戰事将近,桐城的将士們個個面色凝重,巡邏的士兵們舉着刺眼的火把來來回回巡邏。剛剛下了一場細雨,雨停了,但衆多被細雨打濕臉頰的桐城士兵們都覺得那雨有刺骨的涼。高大的城樓在火光的照耀下顯得格外的肅穆與荒涼,城樓上有一對青年男女引人注目,那女子披着寬大的淡紫色披風,她擡頭同站在左側且身穿環鎖铠的男子低聲交談。

“丁大哥,深夜拜托你冒險打開城門給家父一行人放行,真是太麻煩你了。”

那女子的聲音似琴聲般悅耳,雖然說着抱歉的話,卻使人不忍責怪。

丁長平如兄長般疼愛的看向素語說道:“素語,別這麽說,我幼小失怙、生母與幼妹也不知遺落何處,之後便寄養于姑母,姑母因病逝世後,是林伯父将我引薦給許老将軍......我才有今日的地位,今日打開城門不過是小事。”丁長平将頭上的頭盔取下,夾放在右腰間,此時的眼神充滿了感激。

“丁大哥,應該是林家要感激你。家父怕白天行走會遇到流寇,于是改走夜路,謝謝你打開了城門,幫了我們一大忙。”素語知道這位大哥是不需要她的道謝的,但是此時她只能微微鞠躬致謝。

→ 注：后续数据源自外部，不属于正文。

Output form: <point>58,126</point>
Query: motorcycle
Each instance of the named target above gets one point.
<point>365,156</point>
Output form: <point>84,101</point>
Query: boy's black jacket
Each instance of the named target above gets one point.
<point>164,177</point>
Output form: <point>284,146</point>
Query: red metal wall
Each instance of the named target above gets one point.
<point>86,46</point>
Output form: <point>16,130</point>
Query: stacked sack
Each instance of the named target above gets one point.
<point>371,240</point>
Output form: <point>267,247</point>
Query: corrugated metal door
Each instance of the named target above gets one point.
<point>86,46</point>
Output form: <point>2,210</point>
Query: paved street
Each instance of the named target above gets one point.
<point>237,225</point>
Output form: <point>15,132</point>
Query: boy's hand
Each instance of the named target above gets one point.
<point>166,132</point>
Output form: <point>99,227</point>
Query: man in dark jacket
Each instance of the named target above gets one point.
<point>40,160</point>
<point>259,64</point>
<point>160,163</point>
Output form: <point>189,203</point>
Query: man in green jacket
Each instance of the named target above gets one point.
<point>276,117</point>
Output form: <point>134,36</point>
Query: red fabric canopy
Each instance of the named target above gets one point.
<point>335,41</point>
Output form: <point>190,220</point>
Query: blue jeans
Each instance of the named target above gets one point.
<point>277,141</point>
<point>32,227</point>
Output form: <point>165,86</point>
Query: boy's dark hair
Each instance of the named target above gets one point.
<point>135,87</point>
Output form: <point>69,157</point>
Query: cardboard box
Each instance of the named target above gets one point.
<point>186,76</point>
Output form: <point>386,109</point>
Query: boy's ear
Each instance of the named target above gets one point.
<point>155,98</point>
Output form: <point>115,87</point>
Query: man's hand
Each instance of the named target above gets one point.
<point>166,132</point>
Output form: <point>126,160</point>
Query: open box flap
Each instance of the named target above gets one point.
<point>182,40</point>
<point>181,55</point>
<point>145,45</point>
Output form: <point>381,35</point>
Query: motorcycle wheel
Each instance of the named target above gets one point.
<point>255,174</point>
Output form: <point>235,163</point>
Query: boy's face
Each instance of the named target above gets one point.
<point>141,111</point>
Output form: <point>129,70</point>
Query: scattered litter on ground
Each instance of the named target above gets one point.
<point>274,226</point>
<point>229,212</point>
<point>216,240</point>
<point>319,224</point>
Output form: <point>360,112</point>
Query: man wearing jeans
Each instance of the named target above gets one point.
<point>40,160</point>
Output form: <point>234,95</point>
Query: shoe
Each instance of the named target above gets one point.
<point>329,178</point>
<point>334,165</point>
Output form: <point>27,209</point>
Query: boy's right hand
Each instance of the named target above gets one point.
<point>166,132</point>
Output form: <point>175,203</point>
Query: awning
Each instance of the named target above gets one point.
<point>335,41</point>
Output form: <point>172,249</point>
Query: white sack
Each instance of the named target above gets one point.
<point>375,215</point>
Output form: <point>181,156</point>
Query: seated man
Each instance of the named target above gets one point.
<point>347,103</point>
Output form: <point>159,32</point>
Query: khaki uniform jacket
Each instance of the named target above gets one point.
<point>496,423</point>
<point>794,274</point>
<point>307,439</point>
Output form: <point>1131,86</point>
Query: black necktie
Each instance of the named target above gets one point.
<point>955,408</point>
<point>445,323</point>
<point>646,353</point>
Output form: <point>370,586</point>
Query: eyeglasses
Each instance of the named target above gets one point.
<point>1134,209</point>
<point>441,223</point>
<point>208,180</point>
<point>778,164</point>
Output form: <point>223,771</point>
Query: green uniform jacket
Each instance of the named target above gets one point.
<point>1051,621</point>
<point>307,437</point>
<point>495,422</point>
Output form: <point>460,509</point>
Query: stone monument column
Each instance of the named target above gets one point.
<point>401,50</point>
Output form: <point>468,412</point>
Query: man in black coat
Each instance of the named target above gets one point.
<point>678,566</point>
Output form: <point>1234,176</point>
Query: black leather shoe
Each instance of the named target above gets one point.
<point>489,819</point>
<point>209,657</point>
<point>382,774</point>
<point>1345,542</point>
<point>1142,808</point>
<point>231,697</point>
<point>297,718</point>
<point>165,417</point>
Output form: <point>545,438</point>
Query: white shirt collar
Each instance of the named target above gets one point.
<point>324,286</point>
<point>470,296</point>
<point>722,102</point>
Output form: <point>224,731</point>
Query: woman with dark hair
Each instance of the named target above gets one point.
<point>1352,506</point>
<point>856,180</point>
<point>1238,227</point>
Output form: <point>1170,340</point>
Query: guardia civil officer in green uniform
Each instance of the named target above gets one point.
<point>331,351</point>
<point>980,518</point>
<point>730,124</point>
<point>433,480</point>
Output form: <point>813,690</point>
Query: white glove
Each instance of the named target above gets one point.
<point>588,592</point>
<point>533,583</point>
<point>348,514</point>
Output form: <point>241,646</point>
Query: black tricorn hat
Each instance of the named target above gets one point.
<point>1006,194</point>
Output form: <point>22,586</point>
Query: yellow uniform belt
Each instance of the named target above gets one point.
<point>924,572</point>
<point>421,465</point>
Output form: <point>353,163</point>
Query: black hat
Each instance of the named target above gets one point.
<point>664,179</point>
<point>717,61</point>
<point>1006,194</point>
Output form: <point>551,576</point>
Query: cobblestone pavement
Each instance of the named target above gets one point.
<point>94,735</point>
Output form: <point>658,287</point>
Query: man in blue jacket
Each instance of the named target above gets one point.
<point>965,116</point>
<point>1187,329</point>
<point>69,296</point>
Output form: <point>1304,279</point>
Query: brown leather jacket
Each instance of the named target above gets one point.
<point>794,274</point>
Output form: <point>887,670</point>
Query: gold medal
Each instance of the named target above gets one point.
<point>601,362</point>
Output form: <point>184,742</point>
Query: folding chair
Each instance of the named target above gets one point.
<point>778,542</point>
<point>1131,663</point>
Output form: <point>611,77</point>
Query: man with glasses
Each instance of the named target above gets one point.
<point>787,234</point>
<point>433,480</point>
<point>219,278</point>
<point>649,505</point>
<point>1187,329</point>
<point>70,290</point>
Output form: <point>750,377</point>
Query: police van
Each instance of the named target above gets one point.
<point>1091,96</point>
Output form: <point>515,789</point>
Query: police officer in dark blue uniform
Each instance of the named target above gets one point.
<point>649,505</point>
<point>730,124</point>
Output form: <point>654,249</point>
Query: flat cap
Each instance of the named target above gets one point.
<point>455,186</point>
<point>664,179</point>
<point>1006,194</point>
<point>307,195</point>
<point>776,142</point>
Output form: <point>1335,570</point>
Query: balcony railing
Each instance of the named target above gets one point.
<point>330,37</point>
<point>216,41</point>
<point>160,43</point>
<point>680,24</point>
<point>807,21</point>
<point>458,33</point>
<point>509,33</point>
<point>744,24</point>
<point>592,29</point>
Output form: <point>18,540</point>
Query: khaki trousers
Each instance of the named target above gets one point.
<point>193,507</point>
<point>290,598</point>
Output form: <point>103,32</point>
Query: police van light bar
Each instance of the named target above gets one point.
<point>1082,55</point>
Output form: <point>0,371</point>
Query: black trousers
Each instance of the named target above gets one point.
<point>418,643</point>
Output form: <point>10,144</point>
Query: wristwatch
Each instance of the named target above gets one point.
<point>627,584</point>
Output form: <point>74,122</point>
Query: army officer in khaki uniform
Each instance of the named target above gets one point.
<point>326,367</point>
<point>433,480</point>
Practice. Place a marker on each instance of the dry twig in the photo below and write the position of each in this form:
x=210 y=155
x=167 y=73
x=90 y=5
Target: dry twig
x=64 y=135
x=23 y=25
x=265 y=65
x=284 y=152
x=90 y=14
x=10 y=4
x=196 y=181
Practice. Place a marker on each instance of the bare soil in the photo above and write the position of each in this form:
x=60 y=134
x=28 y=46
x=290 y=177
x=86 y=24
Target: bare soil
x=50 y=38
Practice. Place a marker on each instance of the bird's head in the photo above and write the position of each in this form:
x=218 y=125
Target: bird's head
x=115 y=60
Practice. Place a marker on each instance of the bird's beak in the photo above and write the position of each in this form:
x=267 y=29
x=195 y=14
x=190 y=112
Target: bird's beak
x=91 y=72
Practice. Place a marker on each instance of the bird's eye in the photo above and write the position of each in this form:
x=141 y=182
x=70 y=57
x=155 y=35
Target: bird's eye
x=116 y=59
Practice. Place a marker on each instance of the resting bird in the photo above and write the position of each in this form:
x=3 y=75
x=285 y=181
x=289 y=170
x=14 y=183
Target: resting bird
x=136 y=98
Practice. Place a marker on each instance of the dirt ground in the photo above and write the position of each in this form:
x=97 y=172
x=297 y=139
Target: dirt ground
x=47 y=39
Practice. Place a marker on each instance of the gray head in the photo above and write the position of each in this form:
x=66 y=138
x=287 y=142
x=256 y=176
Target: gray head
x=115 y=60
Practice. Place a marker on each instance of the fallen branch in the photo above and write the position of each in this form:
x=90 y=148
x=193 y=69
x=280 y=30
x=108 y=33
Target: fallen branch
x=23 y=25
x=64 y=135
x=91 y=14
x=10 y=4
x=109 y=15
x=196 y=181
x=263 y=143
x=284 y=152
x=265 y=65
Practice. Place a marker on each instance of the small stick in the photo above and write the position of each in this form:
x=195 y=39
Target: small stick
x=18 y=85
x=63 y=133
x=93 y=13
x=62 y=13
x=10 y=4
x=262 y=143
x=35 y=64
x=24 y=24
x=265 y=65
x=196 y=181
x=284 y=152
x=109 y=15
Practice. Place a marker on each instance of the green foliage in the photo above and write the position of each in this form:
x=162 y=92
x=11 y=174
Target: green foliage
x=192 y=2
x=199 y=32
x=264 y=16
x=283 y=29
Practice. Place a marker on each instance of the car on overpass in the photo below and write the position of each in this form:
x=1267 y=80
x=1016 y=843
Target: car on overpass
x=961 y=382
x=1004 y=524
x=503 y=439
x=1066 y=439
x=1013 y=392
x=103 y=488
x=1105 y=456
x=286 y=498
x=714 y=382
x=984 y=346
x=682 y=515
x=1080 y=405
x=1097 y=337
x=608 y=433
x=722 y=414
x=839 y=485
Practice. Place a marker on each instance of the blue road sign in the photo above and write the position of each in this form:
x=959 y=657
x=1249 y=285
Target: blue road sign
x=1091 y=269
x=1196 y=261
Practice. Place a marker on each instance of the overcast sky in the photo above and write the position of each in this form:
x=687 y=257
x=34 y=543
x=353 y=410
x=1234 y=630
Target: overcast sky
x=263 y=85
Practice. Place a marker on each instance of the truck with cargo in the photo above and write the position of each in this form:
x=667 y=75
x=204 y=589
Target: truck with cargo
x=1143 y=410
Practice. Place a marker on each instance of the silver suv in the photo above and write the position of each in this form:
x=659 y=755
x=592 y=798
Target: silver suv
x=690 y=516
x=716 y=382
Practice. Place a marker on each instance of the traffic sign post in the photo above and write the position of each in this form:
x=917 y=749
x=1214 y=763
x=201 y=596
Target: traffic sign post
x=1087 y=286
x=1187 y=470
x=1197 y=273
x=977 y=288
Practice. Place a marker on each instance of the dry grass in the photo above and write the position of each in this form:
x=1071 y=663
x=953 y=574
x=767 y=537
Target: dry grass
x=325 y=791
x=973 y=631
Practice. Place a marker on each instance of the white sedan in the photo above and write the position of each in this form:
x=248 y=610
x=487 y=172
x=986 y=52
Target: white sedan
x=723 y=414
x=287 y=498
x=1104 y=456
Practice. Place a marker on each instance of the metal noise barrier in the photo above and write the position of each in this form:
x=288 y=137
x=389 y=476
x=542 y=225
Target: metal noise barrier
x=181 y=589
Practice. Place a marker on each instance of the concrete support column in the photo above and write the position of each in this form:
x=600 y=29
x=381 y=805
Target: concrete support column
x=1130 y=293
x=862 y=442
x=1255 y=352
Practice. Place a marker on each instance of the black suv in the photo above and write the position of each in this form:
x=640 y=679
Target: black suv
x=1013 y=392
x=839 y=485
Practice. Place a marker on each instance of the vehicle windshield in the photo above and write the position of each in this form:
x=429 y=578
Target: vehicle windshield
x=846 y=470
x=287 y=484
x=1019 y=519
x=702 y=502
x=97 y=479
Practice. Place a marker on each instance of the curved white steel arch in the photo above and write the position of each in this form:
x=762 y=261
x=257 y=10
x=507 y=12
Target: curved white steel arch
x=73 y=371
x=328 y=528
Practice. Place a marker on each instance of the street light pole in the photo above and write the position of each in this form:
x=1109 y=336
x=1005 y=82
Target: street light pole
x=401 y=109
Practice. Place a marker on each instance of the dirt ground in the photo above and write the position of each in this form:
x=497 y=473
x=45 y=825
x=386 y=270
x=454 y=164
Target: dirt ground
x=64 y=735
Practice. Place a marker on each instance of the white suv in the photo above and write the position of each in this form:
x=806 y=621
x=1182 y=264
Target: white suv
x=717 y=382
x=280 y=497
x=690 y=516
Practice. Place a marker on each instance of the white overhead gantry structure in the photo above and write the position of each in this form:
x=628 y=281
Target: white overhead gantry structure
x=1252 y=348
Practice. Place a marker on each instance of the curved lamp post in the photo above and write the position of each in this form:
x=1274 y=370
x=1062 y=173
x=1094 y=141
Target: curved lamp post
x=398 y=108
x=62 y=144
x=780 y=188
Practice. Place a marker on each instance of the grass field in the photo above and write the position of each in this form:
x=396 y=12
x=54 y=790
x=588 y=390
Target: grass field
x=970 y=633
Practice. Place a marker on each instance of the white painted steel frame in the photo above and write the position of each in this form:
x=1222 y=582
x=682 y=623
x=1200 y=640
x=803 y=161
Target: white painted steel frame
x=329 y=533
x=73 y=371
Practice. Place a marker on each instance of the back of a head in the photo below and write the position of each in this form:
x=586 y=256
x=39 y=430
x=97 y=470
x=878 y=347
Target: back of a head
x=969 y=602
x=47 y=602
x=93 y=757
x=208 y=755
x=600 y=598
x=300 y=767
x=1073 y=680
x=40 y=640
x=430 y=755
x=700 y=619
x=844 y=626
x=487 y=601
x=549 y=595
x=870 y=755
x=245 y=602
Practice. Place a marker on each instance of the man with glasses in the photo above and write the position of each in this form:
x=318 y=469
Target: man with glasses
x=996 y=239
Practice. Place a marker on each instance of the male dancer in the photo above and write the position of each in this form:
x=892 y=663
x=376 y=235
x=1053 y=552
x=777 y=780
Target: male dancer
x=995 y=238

“你快請起啊!我可受不了你三姑娘的大恩啊”丁長平笑眯眯地扶起素語,但随即語氣嚴肅地詢問道,“素語,為何不同林伯父離開,你可知道,依應國人這次南下的百戰百勝的狀況來看,桐城多半是守不住的。”丁長平面色凝重。

素語的臉上露出一絲傷感,随即她緩緩的說道:

“桐城是林家的根,我在這兒待了十幾年,我不願離開,可父親不一樣,他是家主,他必須守住龐大的林家家業,盡快搬到安全的青城,同我的幾位叔伯會合。”素語向林父離去的方向露出的理解的眼神。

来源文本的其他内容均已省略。